The basic structure and tone of the series nestles neatly into what's expected of Marvel Studios, with an action-centric, high adventure premise that promises to tease audiences with mystery, but never takes itself too seriously. Where it stands apart is through its protagonist's perspective. Carter as a singular woman who is perhaps as out of time in her own era as Captain America is in the modern era, and the series depicts her as being just as capable and heroic as the man she loves, perhaps even more so, as she's the hero who has to struggle against the society she's seeking to protect as much as she does the villains who seek to destroy it.
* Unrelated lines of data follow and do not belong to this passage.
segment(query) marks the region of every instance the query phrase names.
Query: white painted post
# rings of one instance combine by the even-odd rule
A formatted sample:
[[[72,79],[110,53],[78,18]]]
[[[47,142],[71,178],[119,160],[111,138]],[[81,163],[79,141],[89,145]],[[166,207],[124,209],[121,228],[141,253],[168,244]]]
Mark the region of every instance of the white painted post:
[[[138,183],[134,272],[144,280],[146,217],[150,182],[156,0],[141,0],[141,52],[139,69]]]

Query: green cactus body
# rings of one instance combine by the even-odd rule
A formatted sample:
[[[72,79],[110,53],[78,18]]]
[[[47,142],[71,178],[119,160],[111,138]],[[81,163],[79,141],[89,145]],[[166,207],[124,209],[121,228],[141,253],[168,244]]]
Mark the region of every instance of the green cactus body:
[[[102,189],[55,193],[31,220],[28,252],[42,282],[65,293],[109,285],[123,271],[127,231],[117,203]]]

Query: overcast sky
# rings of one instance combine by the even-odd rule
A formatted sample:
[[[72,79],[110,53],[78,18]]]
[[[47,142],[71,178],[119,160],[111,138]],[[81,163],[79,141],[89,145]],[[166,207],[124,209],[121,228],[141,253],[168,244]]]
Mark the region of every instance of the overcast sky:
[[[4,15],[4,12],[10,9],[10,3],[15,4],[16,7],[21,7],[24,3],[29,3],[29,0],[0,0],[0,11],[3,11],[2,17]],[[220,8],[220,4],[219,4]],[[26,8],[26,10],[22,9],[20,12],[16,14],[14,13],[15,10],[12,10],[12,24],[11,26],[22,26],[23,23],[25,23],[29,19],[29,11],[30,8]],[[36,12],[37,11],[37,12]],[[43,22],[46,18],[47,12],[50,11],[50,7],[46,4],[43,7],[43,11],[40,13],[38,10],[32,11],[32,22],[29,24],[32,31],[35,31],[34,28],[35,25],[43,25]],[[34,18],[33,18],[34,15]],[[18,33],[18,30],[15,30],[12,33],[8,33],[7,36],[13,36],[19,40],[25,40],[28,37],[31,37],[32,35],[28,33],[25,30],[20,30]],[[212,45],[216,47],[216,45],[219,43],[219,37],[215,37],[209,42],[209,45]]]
The series also plays with gender expectations in the odd couple relationship between Carter and Jarvis. Carter plays the adventure hero, while Jarvis is the domesticated, and sometimes meddlesome, support character. The relationship serves, thus far, as a satisfying denunciation of the expected, and it's this freshness that makes Agent Carter feel like more than a way to keep your TV on until Agents of S.H.I.E.L.D.comes back.
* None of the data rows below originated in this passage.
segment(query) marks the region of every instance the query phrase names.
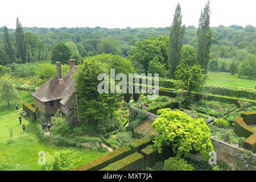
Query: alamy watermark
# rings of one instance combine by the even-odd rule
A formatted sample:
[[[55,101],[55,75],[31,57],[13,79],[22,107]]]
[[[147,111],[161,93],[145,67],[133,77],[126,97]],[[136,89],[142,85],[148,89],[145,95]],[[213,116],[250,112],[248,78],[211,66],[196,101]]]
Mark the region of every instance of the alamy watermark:
[[[129,73],[128,78],[124,73],[115,75],[114,69],[110,69],[110,76],[101,73],[97,80],[102,81],[98,85],[99,93],[154,93],[159,95],[159,73]],[[154,80],[154,85],[152,82]],[[119,81],[115,84],[115,81]]]

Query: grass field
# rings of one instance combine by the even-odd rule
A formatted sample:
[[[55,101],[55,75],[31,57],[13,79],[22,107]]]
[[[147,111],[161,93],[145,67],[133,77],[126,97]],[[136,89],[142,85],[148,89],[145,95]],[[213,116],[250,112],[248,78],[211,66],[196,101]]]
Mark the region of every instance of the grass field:
[[[254,88],[256,80],[238,78],[230,73],[208,72],[208,84]]]
[[[31,103],[31,93],[29,92],[20,92],[22,98],[20,103],[22,101]],[[19,104],[19,111],[15,112],[14,106],[8,107],[2,104],[0,105],[0,109],[2,111],[0,113],[0,171],[42,170],[42,166],[38,163],[39,158],[38,154],[40,151],[52,154],[60,150],[72,150],[75,152],[72,158],[76,160],[80,159],[76,163],[76,166],[84,164],[105,154],[92,150],[57,147],[39,141],[35,135],[36,123],[28,118],[22,119],[22,123],[26,125],[26,131],[23,133],[18,120],[22,113],[22,105]],[[9,135],[8,126],[14,127],[13,140]]]

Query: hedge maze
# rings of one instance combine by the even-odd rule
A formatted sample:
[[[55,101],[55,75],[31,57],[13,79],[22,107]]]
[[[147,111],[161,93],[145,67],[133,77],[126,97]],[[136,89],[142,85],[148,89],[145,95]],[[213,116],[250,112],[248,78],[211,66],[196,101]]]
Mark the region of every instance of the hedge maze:
[[[238,136],[246,139],[243,148],[256,152],[256,130],[249,125],[256,125],[256,111],[245,112],[241,117],[236,117],[234,132]]]

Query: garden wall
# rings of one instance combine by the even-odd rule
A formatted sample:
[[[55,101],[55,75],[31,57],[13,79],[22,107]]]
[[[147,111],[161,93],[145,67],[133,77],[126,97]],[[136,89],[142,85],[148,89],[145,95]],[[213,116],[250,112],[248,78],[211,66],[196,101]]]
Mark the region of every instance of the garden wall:
[[[214,150],[217,154],[217,160],[225,161],[233,170],[236,169],[237,168],[238,164],[239,164],[241,163],[239,159],[241,157],[240,152],[244,150],[228,143],[218,140],[212,137],[210,138],[210,140],[214,147]],[[253,154],[250,155],[251,157],[251,162],[254,164],[252,164],[249,169],[255,171],[256,170],[256,155]],[[200,154],[191,154],[189,158],[196,161],[201,161],[202,160]]]
[[[135,108],[134,106],[131,106],[130,108],[130,114],[133,114],[134,113],[138,114],[140,111],[144,112],[138,109]],[[147,114],[147,115],[148,115],[148,119],[152,121],[155,121],[155,118],[159,117],[157,115],[152,114]],[[239,154],[240,152],[243,151],[244,150],[236,147],[228,143],[221,142],[212,137],[210,138],[210,139],[212,140],[212,143],[214,146],[214,150],[217,153],[217,160],[226,162],[233,169],[235,169],[237,164],[241,163],[241,160],[239,159],[239,158],[240,157]],[[251,162],[253,162],[254,164],[252,165],[249,169],[256,170],[256,155],[253,154],[250,154],[250,156],[251,157]],[[189,158],[191,160],[196,161],[202,160],[202,158],[200,154],[191,154]]]

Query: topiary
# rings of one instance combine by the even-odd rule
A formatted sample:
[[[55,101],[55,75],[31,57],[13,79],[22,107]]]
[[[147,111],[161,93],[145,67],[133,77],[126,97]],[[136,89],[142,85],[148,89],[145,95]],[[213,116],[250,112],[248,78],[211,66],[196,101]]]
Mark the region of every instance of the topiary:
[[[194,171],[195,168],[183,159],[170,158],[164,160],[164,171]]]
[[[223,118],[217,119],[215,125],[218,127],[228,127],[229,123]]]

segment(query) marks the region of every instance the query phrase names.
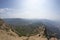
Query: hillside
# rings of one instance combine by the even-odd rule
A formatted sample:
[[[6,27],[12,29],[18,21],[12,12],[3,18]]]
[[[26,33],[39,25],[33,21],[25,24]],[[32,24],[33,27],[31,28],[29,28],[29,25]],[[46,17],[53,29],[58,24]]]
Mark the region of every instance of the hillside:
[[[51,33],[51,31],[49,32]],[[51,39],[51,37],[55,36],[49,36],[48,34],[46,25],[40,22],[12,26],[0,19],[0,40],[48,40],[48,37]]]

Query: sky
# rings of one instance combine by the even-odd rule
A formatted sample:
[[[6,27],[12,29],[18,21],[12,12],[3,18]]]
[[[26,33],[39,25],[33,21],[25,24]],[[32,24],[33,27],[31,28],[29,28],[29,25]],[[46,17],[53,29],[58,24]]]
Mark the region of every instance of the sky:
[[[60,20],[60,0],[0,0],[0,17]]]

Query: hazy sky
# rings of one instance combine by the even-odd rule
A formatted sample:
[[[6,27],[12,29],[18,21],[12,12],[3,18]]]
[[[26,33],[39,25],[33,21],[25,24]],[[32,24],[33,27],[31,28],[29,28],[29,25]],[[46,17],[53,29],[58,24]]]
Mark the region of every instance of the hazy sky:
[[[60,20],[60,0],[0,0],[0,17]]]

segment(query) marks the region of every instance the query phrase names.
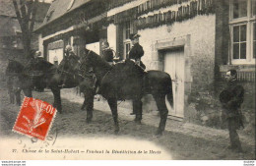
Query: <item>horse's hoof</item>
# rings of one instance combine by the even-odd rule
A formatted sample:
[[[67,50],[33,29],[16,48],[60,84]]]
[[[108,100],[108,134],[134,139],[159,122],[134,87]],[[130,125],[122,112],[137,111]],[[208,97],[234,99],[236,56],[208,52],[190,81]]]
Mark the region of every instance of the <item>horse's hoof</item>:
[[[118,135],[118,134],[119,134],[119,129],[114,130],[114,134],[115,134],[115,135]]]

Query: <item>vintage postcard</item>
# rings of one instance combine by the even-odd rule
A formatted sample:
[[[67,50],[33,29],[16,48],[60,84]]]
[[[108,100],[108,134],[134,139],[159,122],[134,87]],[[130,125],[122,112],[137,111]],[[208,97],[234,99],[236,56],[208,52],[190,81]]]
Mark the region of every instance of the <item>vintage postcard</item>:
[[[0,160],[255,160],[255,25],[256,0],[0,0]]]

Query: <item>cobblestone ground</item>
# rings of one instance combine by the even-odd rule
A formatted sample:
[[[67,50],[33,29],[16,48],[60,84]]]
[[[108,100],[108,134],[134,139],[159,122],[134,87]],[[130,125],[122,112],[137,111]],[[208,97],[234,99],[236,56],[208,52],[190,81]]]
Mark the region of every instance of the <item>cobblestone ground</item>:
[[[86,123],[86,112],[80,107],[83,97],[76,94],[75,89],[62,90],[63,113],[57,114],[53,127],[61,126],[59,137],[113,137],[113,121],[110,109],[104,100],[95,100],[94,119],[91,124]],[[12,128],[18,115],[19,106],[9,103],[7,90],[3,82],[0,88],[0,136],[16,137]],[[33,92],[33,97],[52,103],[52,93]],[[254,138],[240,134],[244,153],[236,153],[226,148],[228,133],[224,130],[216,130],[189,123],[167,120],[166,131],[160,138],[154,136],[160,122],[157,113],[145,113],[142,125],[133,122],[134,116],[129,115],[131,109],[118,106],[120,133],[122,138],[132,138],[147,140],[161,146],[171,153],[172,159],[255,159]]]

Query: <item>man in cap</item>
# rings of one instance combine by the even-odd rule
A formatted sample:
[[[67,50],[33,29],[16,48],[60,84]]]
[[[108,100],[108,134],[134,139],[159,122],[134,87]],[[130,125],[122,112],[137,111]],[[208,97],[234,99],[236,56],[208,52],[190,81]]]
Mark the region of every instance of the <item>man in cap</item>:
[[[132,48],[128,54],[127,59],[135,60],[135,63],[141,66],[144,70],[146,69],[146,66],[142,63],[141,58],[144,55],[143,47],[139,44],[139,37],[140,34],[130,34],[130,39],[132,41]]]
[[[107,41],[102,42],[102,58],[110,65],[113,65],[114,54],[113,50],[109,47]]]
[[[228,148],[242,152],[241,142],[236,130],[243,127],[241,104],[243,102],[244,89],[237,83],[236,70],[228,70],[225,74],[225,79],[227,84],[225,89],[220,94],[220,100],[227,117],[230,138]]]

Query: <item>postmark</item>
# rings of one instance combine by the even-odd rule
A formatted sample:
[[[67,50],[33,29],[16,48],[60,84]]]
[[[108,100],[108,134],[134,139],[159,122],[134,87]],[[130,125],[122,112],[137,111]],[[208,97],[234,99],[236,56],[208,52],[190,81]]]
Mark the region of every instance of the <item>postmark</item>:
[[[57,110],[47,102],[25,97],[13,132],[44,140]]]

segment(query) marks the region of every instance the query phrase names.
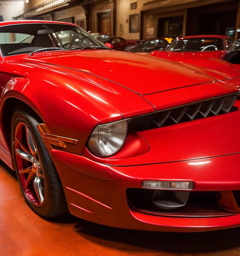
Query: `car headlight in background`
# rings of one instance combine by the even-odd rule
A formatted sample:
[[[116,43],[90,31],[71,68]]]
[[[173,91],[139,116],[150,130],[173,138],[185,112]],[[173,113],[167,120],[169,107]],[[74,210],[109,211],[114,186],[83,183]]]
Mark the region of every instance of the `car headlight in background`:
[[[91,135],[88,148],[93,153],[100,156],[113,155],[123,144],[127,130],[127,120],[99,125]]]

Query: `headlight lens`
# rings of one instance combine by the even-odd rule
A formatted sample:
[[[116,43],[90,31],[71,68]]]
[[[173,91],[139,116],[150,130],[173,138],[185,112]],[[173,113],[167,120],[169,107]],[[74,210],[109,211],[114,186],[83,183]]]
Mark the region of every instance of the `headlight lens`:
[[[128,121],[121,120],[96,126],[88,141],[89,149],[100,156],[115,153],[123,144],[127,135]]]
"Now is Not the End," written by series creators Christopher Markus and Stephen McFeely, and directed by Louis D'Esposito (who directed the Agent Carter one-shot) is a set up episode, and adds at least one major new player (not to be spoiled here) to the MCU. The episode shows Carter dealing with the emotional fallout of losing Steve Rogers, which is an important character beat, but also makes the episode feel like it's leaning a little too heavily on Carter's previous adventures. "Bridge and Tunnel," written by one-shot writer Eric Pearson and directed by Joe Russo (co-director of Captain America: The Winter Soldier) builds on the groundwork laid out by the first episode, and adds some extra flair, with a creative fight scene at its climax serving as the nascent show's best sequence so far.

The 1940s setting of the series helps to give it up a pulp vibe, with many transactions and events happening in seedy but glamorous clubs and dimly lit rooms. Christopher Lennertz score adds a heroic element, which helps remind audiences that, despite being a period piece and lacking characters with actual superpowers, the series is still firmly rooted in the MCU, creating a similar feel to Captain America: The First Avenger.
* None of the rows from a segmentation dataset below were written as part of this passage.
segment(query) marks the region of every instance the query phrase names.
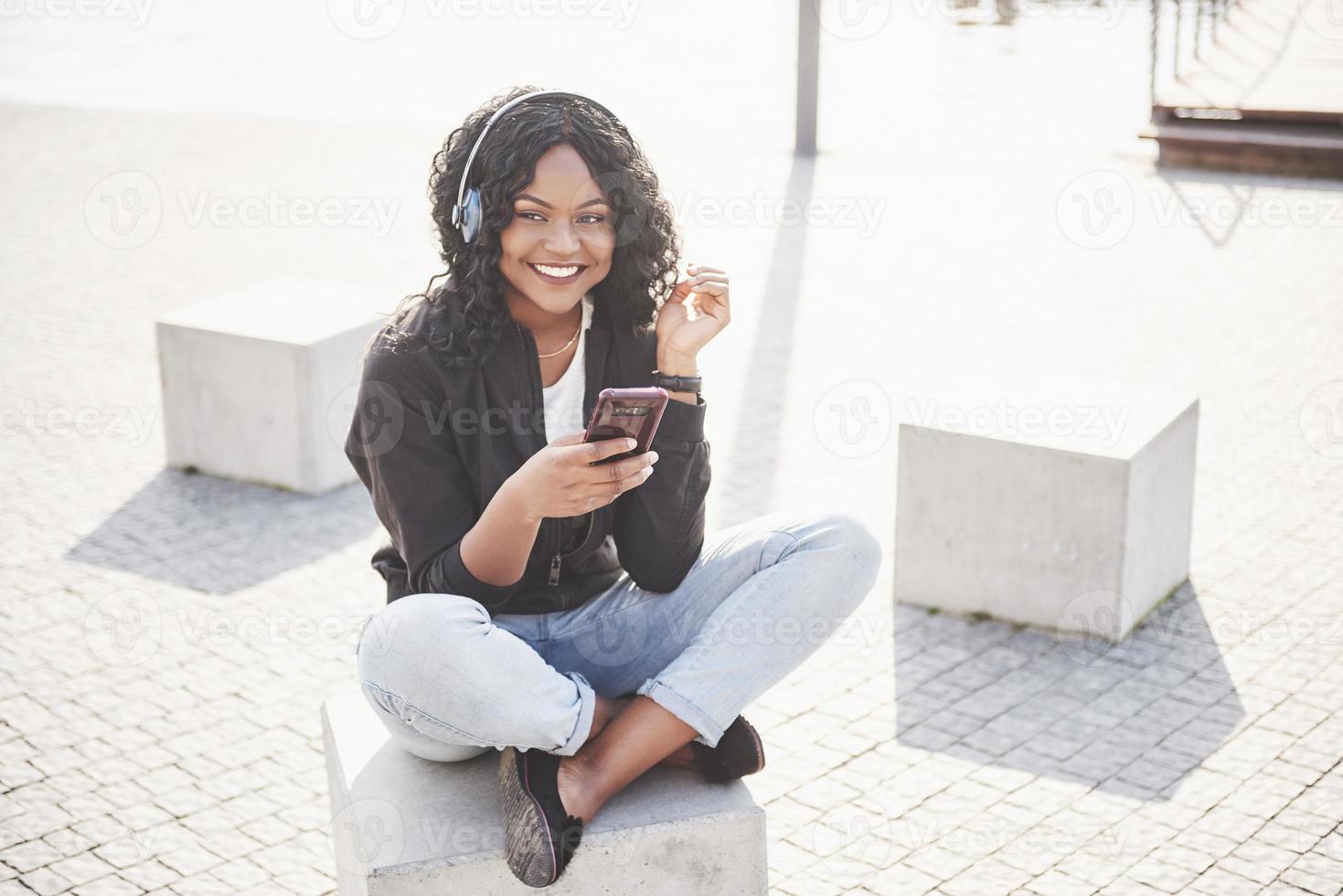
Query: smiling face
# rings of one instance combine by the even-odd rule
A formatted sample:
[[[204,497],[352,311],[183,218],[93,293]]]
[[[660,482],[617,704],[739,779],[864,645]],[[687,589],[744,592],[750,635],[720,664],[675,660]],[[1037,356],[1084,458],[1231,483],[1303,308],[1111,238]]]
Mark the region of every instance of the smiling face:
[[[556,144],[537,160],[536,177],[513,200],[500,247],[505,301],[517,320],[568,317],[611,271],[611,208],[573,146]]]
Agent Carter brings a new and welcome female perspective to Marvel's Cinematic Universe, and the creative people behind the series have done well to hone in on it as an identifying theme. The top-tier talent of writers and directors provides strong characters, which are played well by their actors, and fun, sometimes quite memorable, action sequences. There's no need to wait for Captain Marvel, Agent Carter is the hero you've been waiting for.